The large number of mutations that showed no detectable effect on enhancer activity is surprising in light of a recent report of densely encoded regulatory information in a Drosophila enhancer [50]. The shavenbaby E3N enhancer chosen for that study was selected for its small size and the large amount of patterning information that it integrates, and thus may not be similar to the mesodermal enhancers we mutated in larger fragments. Alternatively, the motifs that we chose to mutate, for relatively understudied factors with ubiquitous expression, might be atypical in their tolerance of mutation. Future experiments could investigate how the observed contributions of these cis-regulatory motifs might differ among more specific subpopulations of mesodermal cells.

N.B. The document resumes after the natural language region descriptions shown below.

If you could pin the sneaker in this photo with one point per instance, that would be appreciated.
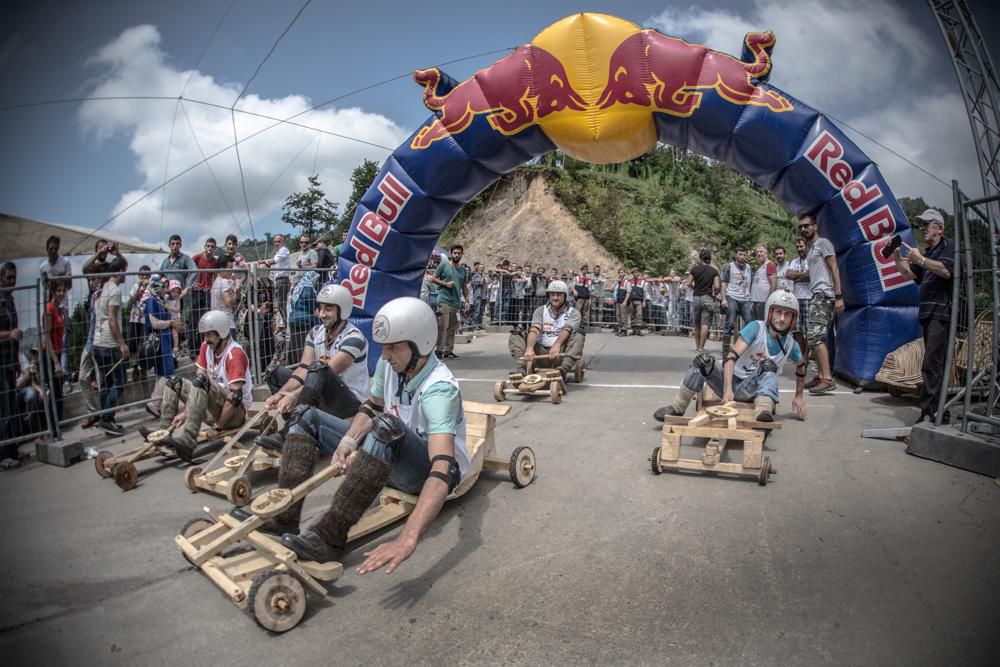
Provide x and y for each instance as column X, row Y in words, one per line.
column 110, row 427
column 823, row 387
column 310, row 546
column 665, row 411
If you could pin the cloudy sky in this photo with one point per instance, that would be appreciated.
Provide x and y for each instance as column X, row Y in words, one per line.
column 877, row 65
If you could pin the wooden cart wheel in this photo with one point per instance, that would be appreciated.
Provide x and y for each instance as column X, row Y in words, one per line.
column 278, row 601
column 654, row 461
column 522, row 467
column 240, row 491
column 99, row 463
column 126, row 476
column 765, row 471
column 532, row 382
column 158, row 435
column 189, row 476
column 195, row 526
column 272, row 503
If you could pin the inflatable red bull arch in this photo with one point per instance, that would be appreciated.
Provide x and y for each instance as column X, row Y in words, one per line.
column 603, row 90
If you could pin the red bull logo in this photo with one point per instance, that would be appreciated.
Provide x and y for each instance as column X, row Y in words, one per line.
column 604, row 93
column 516, row 91
column 669, row 74
column 826, row 154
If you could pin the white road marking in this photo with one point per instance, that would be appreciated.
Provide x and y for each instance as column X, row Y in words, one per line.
column 660, row 386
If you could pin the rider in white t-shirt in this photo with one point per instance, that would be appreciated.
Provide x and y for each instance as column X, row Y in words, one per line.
column 751, row 368
column 221, row 389
column 555, row 329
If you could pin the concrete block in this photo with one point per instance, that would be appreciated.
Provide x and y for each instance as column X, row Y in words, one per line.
column 963, row 450
column 62, row 453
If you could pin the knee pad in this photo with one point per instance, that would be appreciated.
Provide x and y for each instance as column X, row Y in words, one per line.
column 767, row 366
column 175, row 382
column 705, row 363
column 388, row 429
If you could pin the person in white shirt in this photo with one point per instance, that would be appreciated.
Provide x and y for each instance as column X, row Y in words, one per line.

Our results across these 12 developmental enhancers active in embryonic mesoderm development indicate that they integrate a combination of positive and negative regulatory inputs from Deaf1, Schlank, ZIPIC, and CG12236-PB. Furthermore, the use of QeFS in combination with synthesis of a specifically designed set of mutant enhancers allowed us to screen for epistatic interactions between cis-regulatory motifs in a highly parallel manner in a developing organism (Fig. 6). Although prior studies have systematically analyzed sequence features of enhancers that are important for their activities [21, 25], to our knowledge, our study is the first to assay the effects of combinatorial motif mutations using genomically integrated enhancers in a whole organism. Notably, a prior study found that the chromatin accessibility profiles, as determined by ATAC-Seq, of genomically integrated reporters are the same as those of the endogenous enhancers [52], suggesting that this strategy is likely to measure activity in the appropriate chromatin context. Here, we observed apparent synergy between motifs, finding in one case that Deaf1 and CG12236-PB pairwise mutations appear to potentiate each other’s individual mutations, leading to an additional loss of activity at ChIPCRM5432. Interestingly, we also found that Schlank site mutations within ChIPCRM2847 suppress the effects of Deaf1 and/or CG12236-PB mutations.

Fig. 6
figure 6

Epistatic interactions identified by QeFS. A Synergistic epistasis is observed when mutating two classes of sites produces a greater effect than a multiplicative model predicts from the results of single class mutants, as when Deaf1 and CG12236-PB sites are mutated in ChIPCRM5432. B, C Alleviating epistasis describes an effect smaller than that predicted by a multiplicative model, and can be subclassified [51]. In this study, we observed B complementary epistasis, where the severity of effects of the double mutant equals those of each of the single mutants, as when Deaf1 and CG12236-PB sites are mutated in ChIPCRM2847, and C complete suppression, where the effects of mutating one motif suppress the effects of mutating another motif (i.e., severity of effects of the double motif mutant A+B = severity of effects of the single motif mutant B < severity of effects of the single motif mutant A), such as Schlank site mutations do to Deaf1 site mutations in CBP2862. D Sign epistasis describes a situation wherein the direction of the effect of mutating a class of sites is reversed in the context of mutations in another class of sites, as we observed when mutating ZIPIC and Deaf1 sites in CG7759_33

Our results support prior studies that have demonstrated synergy between TF binding motifs [19], such as long-distance cooperative interactions between the Dorsal and Twist activators’ motifs in the rhomboid enhancer in Drosophila embryos [53]. Such synergy between TF motifs was also observed in an imaging-based analysis of eve enhancer activity in a subset of muscle and cardiac cells in developing Drosophila embryos [54], where combinatorial mutations between dTCF and Twi1 sites or dTCF and ETS3 sites led to a decrease in the number of cells with reporter activity. This is a possible phenomenon underlying some of our observations of synergistic activity, although by QeFS alone we cannot distinguish between altered levels of reporter activity across all cells and altered numbers of cells exhibiting reporter activity. As the GFP reporter transcript we use here expresses a functional protein, complementary imaging studies using our backbone can be performed to test these two different hypotheses.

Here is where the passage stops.